En wat nou ´onmacht´, zoals de kinderachtige cabaret verslaggever Ron Rijghard tot vervelens toe auteurs verwijt dat ze lui zouden zijn als ze een roman als inspiratiebron gebruiken. Het hele eouvre van Shakespeare is afkomstig uit afgeschreven verhalen uit gepubliceerde boeken. En is ooit iemand de Hamlet gaan vergelijken met De Belleforest’s oorspronkelijke Histoire Tragique? Kom nou toch! Een toneelvoorstelling is een eigenstandig kunstwerk dat beoordeeld dient te worden op zich zelf en niet in vergelijking met wat voor bron dan ook.

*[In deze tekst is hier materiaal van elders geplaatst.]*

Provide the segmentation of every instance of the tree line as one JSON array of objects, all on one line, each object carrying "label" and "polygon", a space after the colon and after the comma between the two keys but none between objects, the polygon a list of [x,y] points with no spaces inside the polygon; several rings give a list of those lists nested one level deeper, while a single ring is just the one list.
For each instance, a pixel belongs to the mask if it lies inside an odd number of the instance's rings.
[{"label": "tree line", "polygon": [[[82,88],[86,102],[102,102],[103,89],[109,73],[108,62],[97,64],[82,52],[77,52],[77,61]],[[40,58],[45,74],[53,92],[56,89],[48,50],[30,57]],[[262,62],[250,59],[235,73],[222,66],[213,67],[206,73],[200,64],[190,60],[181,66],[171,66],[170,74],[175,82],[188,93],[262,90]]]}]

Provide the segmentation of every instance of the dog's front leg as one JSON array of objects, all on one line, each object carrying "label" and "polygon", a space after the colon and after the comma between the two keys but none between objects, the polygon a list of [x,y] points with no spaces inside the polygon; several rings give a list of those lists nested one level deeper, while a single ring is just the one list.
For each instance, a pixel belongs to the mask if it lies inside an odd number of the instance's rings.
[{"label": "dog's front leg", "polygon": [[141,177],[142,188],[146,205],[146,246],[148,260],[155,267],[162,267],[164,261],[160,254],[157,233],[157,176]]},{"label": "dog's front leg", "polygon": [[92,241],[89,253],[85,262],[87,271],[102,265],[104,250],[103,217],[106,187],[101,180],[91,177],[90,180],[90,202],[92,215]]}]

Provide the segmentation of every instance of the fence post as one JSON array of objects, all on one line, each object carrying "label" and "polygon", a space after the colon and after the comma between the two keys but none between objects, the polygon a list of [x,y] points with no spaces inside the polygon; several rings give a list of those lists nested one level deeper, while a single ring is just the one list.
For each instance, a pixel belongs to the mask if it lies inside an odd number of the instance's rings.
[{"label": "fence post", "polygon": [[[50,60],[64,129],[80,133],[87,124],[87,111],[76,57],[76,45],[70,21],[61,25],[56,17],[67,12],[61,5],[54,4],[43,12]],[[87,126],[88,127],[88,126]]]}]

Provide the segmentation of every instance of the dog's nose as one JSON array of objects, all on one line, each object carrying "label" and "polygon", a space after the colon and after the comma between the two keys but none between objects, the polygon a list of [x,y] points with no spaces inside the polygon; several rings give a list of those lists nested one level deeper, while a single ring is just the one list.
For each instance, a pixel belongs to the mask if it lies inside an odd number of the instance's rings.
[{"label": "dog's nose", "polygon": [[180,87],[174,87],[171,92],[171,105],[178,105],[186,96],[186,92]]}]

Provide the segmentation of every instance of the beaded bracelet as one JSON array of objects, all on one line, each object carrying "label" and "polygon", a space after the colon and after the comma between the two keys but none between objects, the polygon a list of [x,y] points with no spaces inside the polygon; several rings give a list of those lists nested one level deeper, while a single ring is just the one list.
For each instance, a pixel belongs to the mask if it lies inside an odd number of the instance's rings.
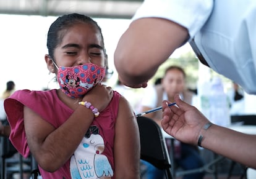
[{"label": "beaded bracelet", "polygon": [[[205,130],[207,130],[211,126],[211,125],[213,125],[213,123],[211,123],[211,122],[208,122],[207,124],[205,124],[205,125],[203,125],[203,129]],[[198,140],[197,141],[197,145],[200,147],[202,147],[201,143],[202,143],[202,140],[203,140],[203,135],[199,135]]]},{"label": "beaded bracelet", "polygon": [[99,116],[100,112],[98,111],[97,108],[95,108],[93,105],[92,105],[91,103],[87,101],[80,101],[79,103],[79,104],[85,106],[88,109],[91,109],[95,117]]}]

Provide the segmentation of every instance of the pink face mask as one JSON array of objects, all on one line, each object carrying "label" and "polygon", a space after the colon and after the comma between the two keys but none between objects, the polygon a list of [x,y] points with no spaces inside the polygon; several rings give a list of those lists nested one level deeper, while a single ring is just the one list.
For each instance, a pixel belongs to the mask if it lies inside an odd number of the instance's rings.
[{"label": "pink face mask", "polygon": [[93,63],[58,68],[58,81],[61,90],[71,98],[82,97],[100,83],[105,75],[105,67]]}]

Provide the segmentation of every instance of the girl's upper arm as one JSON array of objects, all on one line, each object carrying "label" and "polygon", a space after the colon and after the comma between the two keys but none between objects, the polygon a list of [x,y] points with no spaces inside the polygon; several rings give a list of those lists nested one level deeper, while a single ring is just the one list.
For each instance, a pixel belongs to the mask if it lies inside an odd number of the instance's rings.
[{"label": "girl's upper arm", "polygon": [[41,157],[43,154],[45,154],[42,145],[54,128],[28,107],[24,106],[23,111],[27,143],[31,153],[36,159]]},{"label": "girl's upper arm", "polygon": [[120,98],[115,127],[114,162],[116,178],[139,178],[140,135],[132,108]]}]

Goede toneelstukken schrijven is een zware opgave. Begin daar eerst mee en verwijt dan later niet de regisseur dat hij de tekst niet begrepen heeft. Die tekst blijft namelijk ten eeuwigen dage precies hetzelfde en kan altijd opnieuw ingezet worden voor een volgende glorieuze toneelavond.
Ben het zeer eens met dit artikel. De opgefokte reactie van Arthur Sonnen is vrij typisch voor wat er mis is.
In Ierland had ik dezelfde ervaring als Van der Sluijs met de toneelcultuur. Een warm bad voor een schrijver. Je treft regisseurs die het stuk willen laten spreken. Er werd gevraagd hoe de regieaanwijzingen opgevat moesten worden, in plaats van dat de stift er al bij eerste lezing doorheen ging.
Kun je over Engeland nog zeggen dat er meer mensen wonen, en daardoor meer schrijvers produceert. In Ierland is dat toch echt niet het geval, en toch worden hier een heel aantal Ierse toneelschrijvers opgevoerd. Andersom niet het geval. (taal, hoor ik je zeggen, mwah, wie spreekt er nou nynorsk, maar Jon Fosse kennen we toch wel) De Nederlandse schrijvers die Arthur Sonnen noemt zijn auteurs die zich langzaam omhoog wisten te werken binnen de toneelwereld. Dat is op zich knap, maar zij zijn the usual suspects, mensen die een gevestigde naam hebben en een schare bekenden in de theaterwereld die hen zonodig in de rug dekken. Niks vreemds. Zo gaat dat. Zij moesten ook van ver komen.
Maar minder geslepen schrijvers van buiten de randstad (Amsterdam) hebben in de praktijk geen kans. In Engeland en Ierland is het niet abnormaal om manuscripten naar theaters op te sturen. Wellicht zijn er Nederlanders die van verbazing achterover slaan als ze horen dat sommige van deze stukken nog worden opgevoerd ook, en daadwerkelijk uitgroeien tot successen. Literair-theatrale vaardigheden zijn ook op andere plekken te ontwikkelen zijn dan in de fall-out van het circuit.
In Nederland waagt men nu en dan een kleine-zaalproductie met een nieuwgeschreven stuk door een frisse naam (‘aanstormend talent’), vaak gedreven door een auteur-regisseurstandem, want dat is de enige manier, net zoals in de jaren ’70. De tijd heeft stilgestaan. Zo’n productie neemt zelden een hoge vlucht, toert wat, en dat is het. Awel, mijn theorie is dat dat met een smalle basis te maken heeft. Regisseurs hebben geen zin nieuwe stukken ‘schoon’ op te voeren. Voor ongearriveerde schrijvers is er dus geen ruimte om zich volledig te wijden aan toneelschrijven. Het levert te weinig op, een regeltje waardering, nog minder inkomsten. Dit is deels te wijten aan het torpederen van productiehuizen, maar dus ook aan regisseurs die hun eigen kunstenaarschap voorop stellen. Ze willen geen afgemeten tekst, maar iets waar ze aan kunnen trekken en scheuren. Misschien logisch uit artistiek oogpunt, maar dan niet gaan zeuren dat de schrijvers niks klaarspelen.
Mij persoonlijk is de lust vergaan het theaterbastion te belegeren. Ik heb de ambitie van een natte krant en niet de goeie vrienden. Maar de onbekende toneelauteurs die de tegenwind nog wel trotseren kunnen heus goed uit de voeten met wat meer ondersteuning en artistieke integriteit.